I hurriedly put on the jeans and shirt, and brushed my towel-dried hair. This time I would be leaving my hair down; no more fixing it up in a bun and covering it up with a bonnet. No more boundaries, I thought as I peeked in the mirror. I looked tired. Being a runaway girl was really exhausting me. I was not sure what to think about my different appearance. I was scared to look in the mirror too much. I felt proud to have gotten this far, but yet I was still stunned from all the different things I had processed so far that day. Maybe all this will sink in tomorrow.

I must have been in the bathroom for over an hour, much longer than I had ever been in a bathroom. At home, the outhouse was not a place I wanted to linger for too long.

That night I fell asleep as soon as I hit the bed. I was too exhausted and ecstatic to think much about my family. They seemed to be so far away from my thoughts.

I awoke with the bright morning sun shining in the window. I peeked outside and saw that sometime during the night it had snowed a little, making everything look glistening and clean. The millions of sparkling snow crystals told me that more angels than I could count were there to protect me and to welcome me into the new world. I had slept better than I had in a long time, and now I started to wonder what was going on at home.

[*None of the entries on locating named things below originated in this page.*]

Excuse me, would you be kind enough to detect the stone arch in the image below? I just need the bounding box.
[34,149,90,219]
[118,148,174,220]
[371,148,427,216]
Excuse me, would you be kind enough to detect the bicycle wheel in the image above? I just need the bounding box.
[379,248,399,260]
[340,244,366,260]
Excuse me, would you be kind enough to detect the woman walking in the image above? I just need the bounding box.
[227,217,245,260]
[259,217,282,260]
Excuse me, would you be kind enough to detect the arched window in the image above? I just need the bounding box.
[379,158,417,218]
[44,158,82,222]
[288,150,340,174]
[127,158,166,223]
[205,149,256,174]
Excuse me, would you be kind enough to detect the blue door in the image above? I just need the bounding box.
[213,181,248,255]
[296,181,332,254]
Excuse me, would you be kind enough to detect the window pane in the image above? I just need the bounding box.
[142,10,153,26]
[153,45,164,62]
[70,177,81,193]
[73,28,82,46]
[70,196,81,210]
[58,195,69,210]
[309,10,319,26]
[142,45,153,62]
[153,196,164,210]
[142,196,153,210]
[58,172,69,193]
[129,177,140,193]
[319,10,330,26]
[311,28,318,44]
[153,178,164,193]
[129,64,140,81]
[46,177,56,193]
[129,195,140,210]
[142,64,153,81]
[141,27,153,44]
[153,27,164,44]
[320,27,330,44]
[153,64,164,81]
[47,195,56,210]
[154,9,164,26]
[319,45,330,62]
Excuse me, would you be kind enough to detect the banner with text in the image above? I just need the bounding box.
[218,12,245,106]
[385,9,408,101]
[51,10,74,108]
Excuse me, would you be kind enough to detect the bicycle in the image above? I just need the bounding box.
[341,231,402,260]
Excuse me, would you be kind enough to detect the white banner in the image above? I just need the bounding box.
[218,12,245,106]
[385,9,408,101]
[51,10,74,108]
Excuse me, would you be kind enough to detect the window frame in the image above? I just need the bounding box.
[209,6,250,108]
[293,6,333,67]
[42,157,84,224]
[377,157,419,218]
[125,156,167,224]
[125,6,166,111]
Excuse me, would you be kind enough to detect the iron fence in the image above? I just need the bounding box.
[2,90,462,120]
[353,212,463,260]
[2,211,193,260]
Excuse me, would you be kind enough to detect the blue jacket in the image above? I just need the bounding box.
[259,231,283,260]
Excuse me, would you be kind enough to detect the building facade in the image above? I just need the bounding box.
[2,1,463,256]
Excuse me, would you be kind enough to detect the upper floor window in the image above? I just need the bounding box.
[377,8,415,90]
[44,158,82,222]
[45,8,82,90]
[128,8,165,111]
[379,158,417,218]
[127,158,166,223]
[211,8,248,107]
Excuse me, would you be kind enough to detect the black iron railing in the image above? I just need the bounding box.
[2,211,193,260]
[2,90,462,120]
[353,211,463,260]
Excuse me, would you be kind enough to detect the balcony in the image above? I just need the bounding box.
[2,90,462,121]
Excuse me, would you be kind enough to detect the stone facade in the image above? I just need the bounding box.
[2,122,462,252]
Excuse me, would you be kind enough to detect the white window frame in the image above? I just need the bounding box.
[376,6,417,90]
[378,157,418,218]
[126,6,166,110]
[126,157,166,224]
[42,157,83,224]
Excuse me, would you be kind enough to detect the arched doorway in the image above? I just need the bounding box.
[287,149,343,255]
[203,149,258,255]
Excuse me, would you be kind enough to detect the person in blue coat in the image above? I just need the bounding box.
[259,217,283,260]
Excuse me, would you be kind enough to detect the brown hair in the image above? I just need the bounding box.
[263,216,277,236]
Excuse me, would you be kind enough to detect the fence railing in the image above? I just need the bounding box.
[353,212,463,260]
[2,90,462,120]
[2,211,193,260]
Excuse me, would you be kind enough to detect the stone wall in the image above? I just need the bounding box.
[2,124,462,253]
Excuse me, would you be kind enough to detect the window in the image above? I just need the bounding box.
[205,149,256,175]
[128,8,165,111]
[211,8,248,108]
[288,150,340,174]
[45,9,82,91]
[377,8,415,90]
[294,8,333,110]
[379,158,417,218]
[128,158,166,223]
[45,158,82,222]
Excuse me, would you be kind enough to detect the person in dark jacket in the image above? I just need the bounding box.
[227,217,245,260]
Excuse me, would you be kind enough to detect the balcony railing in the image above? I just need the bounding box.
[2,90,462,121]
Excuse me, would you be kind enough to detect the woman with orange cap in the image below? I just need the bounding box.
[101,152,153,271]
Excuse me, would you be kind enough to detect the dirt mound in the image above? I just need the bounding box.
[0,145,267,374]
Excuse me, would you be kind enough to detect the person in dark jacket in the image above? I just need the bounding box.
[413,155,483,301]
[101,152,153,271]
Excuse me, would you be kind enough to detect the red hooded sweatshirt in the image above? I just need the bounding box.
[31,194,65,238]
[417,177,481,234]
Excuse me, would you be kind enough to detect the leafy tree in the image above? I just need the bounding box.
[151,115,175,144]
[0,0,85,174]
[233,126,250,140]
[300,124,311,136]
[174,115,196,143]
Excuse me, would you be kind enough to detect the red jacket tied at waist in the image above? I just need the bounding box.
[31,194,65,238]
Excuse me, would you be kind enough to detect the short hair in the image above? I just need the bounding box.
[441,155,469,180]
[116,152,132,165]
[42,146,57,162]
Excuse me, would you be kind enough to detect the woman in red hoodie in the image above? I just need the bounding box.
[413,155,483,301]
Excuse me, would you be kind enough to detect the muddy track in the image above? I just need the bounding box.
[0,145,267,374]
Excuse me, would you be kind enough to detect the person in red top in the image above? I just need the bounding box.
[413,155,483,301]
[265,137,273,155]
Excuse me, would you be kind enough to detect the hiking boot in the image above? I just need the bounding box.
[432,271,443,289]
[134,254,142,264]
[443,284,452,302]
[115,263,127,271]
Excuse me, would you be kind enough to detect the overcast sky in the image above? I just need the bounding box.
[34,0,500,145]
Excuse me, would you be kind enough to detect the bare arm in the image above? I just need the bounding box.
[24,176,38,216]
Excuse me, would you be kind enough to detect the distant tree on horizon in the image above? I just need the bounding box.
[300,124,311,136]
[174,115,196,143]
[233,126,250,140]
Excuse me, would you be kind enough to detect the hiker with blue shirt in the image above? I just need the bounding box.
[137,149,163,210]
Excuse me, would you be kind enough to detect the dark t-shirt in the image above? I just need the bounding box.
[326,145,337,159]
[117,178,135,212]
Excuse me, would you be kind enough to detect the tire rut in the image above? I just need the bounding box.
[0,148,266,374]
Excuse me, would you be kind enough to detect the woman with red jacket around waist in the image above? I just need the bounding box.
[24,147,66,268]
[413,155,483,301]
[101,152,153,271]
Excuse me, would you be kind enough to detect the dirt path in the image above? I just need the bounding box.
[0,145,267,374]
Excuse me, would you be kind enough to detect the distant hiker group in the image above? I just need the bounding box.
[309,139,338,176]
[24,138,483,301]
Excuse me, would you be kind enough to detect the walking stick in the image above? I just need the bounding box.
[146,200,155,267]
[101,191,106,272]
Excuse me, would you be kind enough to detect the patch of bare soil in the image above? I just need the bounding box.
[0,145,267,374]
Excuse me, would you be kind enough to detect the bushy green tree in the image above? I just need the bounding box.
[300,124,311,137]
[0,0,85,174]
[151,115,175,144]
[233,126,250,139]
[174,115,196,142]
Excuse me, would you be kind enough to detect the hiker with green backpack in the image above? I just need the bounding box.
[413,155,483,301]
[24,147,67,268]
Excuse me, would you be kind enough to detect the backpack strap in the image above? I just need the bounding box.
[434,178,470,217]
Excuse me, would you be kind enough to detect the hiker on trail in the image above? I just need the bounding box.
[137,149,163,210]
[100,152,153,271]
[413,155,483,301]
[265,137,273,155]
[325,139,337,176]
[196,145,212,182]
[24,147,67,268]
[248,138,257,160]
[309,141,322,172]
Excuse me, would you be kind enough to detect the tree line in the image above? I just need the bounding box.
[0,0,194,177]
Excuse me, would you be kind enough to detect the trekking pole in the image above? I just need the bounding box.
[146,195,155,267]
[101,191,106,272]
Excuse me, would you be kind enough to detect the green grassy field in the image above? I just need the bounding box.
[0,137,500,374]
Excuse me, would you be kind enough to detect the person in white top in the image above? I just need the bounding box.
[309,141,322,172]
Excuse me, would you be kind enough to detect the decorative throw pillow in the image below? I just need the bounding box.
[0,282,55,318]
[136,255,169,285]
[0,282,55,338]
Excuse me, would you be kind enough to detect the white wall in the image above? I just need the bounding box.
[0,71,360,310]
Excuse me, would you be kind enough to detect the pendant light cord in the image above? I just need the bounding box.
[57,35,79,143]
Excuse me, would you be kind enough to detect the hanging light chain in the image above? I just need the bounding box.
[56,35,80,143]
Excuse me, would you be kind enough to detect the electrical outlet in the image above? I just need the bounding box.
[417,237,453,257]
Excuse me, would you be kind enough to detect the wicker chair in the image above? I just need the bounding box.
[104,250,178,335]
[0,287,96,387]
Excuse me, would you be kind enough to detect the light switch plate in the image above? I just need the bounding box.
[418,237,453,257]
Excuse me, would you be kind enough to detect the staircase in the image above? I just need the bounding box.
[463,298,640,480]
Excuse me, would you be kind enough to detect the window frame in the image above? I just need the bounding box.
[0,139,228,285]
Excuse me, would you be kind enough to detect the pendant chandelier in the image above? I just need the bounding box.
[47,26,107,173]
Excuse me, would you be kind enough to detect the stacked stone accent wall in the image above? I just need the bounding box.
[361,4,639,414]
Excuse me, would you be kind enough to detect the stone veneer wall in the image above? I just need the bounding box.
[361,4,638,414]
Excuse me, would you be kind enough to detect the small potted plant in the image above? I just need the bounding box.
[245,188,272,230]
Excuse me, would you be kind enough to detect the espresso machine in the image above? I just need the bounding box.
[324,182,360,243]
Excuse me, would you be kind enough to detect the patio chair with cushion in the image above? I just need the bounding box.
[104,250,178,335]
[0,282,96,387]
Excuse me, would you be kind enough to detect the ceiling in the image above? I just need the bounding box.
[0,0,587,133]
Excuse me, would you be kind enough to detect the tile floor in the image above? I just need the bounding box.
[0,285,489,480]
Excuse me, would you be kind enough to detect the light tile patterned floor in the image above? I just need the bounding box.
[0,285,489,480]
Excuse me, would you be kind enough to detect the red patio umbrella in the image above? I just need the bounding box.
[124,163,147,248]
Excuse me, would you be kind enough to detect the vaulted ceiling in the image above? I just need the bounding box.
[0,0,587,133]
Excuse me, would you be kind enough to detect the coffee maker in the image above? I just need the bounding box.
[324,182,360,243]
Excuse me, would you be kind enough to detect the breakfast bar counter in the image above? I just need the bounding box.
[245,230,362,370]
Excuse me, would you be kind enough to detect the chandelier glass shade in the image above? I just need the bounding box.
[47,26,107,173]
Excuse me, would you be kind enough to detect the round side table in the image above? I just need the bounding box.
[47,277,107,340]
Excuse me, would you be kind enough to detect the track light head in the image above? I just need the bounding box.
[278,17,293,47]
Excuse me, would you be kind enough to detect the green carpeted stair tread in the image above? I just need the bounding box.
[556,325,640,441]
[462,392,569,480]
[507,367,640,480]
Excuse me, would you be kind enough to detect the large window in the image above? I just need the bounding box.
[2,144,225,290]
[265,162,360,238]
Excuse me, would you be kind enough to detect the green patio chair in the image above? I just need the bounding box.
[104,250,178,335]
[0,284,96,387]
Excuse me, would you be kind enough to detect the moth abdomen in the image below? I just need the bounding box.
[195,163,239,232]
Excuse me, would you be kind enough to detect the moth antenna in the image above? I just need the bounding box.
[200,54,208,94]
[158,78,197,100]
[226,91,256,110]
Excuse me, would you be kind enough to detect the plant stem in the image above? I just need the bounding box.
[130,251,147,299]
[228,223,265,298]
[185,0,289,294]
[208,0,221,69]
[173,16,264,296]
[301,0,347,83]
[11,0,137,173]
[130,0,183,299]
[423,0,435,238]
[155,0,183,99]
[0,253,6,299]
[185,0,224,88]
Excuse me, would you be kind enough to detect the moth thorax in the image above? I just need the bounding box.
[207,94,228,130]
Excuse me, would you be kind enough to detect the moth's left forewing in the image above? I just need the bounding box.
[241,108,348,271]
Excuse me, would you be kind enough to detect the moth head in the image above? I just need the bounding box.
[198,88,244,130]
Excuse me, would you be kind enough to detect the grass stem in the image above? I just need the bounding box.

I imagined my mem not sleeping at all, her eyes red from crying all night. She probably didn’t have enough energy to make breakfast. I had an awful feeling about how she was taking it. Mem worked hard her whole life and always did what she could to keep food on the table. She was not as strict as Datt, but if she got upset about something, it was time to straighten up fast. I could picture my datt, sitting in his usual chair smoking his pipe after interrogating Sarah for information about my whereabouts. Of course, Sarah didn’t know exactly where I was, so I wasn’t worried that he would find me before I left the area to start my new life. I had warned Sarah that she would be the first to be questioned. While she assured me she could handle the pressure, I began to worry that Dad might lose his temper and hit her if she didn’t tell him everything. I knew Sarah would stand her ground and not give him any more information than she had to, and I knew that that could get her in trouble. I closed my eyes and said a prayer for her.

By now I heard noise coming from downstairs and I decided to put my family thoughts behind me and focus on the new day. I could not wait to go shopping — it would feel so good to be dressed in pants and a shirt, and let my long hair get some fresh air. All this sounded like freedom. I was in a cocoon yesterday, I thought, and today I emerged as a butterfly. This is what freedom felt like. At last.